Вот и я осенен был необходимостью такого дела… Прямо почти с университетской скамьи (сознаюсь, я был не из особенно преданных науке молодых барчуков) я попал в самый по-тогдашнему (да и по-нынешнему) отборный круг общественных деятелей, на самые наисовременнейшие общественные дела. Тут, в этом кругу, были и радикалы-губернаторы, и радикалки-губернаторши, предводительши с гуманнейшими взглядами, и борьба тут была с хищными стремлениями закоренелых, «обомшелых» крепостников, и главное — тут впервые фигурировал народ, скромно притекавший к нашему гуманному сочувствию. Раз попав на эту стезю, я уже не сходил с нее до тех пор, покуда мне не сделалось тошно и меня не одолела вышеупомянутая оскомина. Был я и секретарем в комитете, и мировым посредником, и потом земским гласным, наконец даже председателем одного уездного земского собрания, и попечителем разных благотворительных учреждений, словом — прошел всю лестницу, доступную красному околышу, воодушевленному благими намерениями… И что же? в конце концов получилась убийственнейшая оскомина. Я уже сказал, что не слишком предавался научным занятиям, не слишком развивал себя помощью научного опыта; но, несмотря на мое полуневежество, я как-то инстинктивно, нутром, если хотите, стал чувствовать с первых же шагов моей общественной деятельности, что есть в ней какая-то трещина, дребезжит что-то… Кажется, вот сделаешь все, что возможно, отдашь свое жалованье, если мало определенной суммы, ну, например, хоть на школу — нет, дребезжит! Чуешь, что дело, которое ты сделал, уж в самом себе носит трещину, как старый горшок… Замечательно, что в этом ощущении трещины играли роль не столько независящие обстоятельства, сколько что-то иное, чего я понять не мог.

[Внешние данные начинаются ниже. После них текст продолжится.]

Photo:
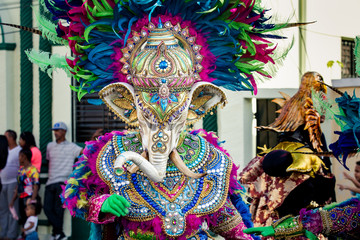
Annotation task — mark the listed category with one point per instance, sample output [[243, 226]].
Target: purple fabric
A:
[[311, 220]]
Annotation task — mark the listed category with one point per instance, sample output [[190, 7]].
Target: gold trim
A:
[[228, 225], [170, 113]]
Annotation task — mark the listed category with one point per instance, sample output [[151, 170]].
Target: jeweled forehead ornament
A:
[[162, 63], [162, 59]]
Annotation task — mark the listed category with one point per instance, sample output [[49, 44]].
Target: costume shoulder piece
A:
[[178, 195]]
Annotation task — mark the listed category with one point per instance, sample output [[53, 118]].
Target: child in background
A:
[[355, 180], [29, 229], [28, 183]]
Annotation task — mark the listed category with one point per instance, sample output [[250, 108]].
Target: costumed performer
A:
[[277, 181], [158, 66]]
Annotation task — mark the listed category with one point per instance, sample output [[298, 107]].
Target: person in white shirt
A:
[[9, 226], [61, 155], [29, 228]]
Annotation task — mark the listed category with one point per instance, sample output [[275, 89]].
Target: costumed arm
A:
[[339, 220], [228, 223]]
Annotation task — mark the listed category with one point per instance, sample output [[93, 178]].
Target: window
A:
[[88, 118], [348, 59]]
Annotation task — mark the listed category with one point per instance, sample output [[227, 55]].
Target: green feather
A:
[[48, 30], [357, 54]]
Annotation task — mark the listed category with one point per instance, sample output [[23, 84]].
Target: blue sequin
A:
[[163, 64]]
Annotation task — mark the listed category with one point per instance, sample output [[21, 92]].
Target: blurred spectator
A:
[[61, 155], [28, 183], [8, 225], [4, 152], [27, 140], [29, 229]]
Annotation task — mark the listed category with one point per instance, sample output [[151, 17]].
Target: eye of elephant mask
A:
[[164, 109]]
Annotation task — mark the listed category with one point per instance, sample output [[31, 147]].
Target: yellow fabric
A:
[[304, 163]]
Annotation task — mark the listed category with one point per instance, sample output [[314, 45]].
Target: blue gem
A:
[[163, 64]]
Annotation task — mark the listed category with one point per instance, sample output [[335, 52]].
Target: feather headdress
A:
[[231, 38]]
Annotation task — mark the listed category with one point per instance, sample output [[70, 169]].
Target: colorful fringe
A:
[[84, 181], [234, 36]]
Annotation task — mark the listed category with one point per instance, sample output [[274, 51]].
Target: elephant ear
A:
[[204, 97], [119, 97]]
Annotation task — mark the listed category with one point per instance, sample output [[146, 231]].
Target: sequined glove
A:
[[283, 228], [115, 204]]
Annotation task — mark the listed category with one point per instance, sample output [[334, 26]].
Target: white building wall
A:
[[334, 20]]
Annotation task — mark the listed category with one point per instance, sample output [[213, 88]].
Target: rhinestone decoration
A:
[[177, 195]]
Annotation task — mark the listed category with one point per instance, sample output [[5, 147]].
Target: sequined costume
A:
[[178, 205], [158, 65]]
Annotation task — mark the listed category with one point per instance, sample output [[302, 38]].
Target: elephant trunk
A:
[[179, 163]]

Например, устраиваю я школу, покупаю книги, катехизисы, арифметики, приплачиваю учителю своих десять-двадцать рублей, словом — устраиваю дело елико возможно хорошо, и тут же чувствую, что — нет! — все дребезжит что-то, где-то уж треснуло… Разумеется, направление сельской школы, выбор учебников и так далее принадлежит не мне. Но, несомненно, мне принадлежит какое-то тайное согласие с избранным не мною направлением для школы. Я, делающий, или по крайней мере думающий, что делаю дело общественное, полезное народу, чувствую одновременно две такие вещи: я вижу, положим, что учитель берет место потому, что ему нечего есть и надобно что-нибудь делать и чем-нибудь жить до тех пор, пока он не получит дьяконского места и не найдет невесты. Положим, я, кроме того, вижу, что учебный круг предметов, преподаваемых крестьянским детям, почти ничего им не даст, ничего не прибавит в их развитии, ни на одну каплю не прояснит окружающего, — положим, что я в этом совершенно убежден… Но все-таки я устраиваю эту школу… Я чувствую, что делаю вздор (я тогда только чувствовал этот вздор, а не знал еще этого наверно), что вместо дела выходит какая-то декорация с усерднейше-преданной фигурой учителя, с кротко благословляющим детей батюшкой, с этими детьми, вступающими на новый путь… Чувствую во всем этом прореху, прибавляю учителю десять рублей, и все-таки оставляю именно все в том же дырявом виде… Что-то мешает мне довести до конца мою мысль о негодности школы, что-то мешает мне громко, публично заявить об этом.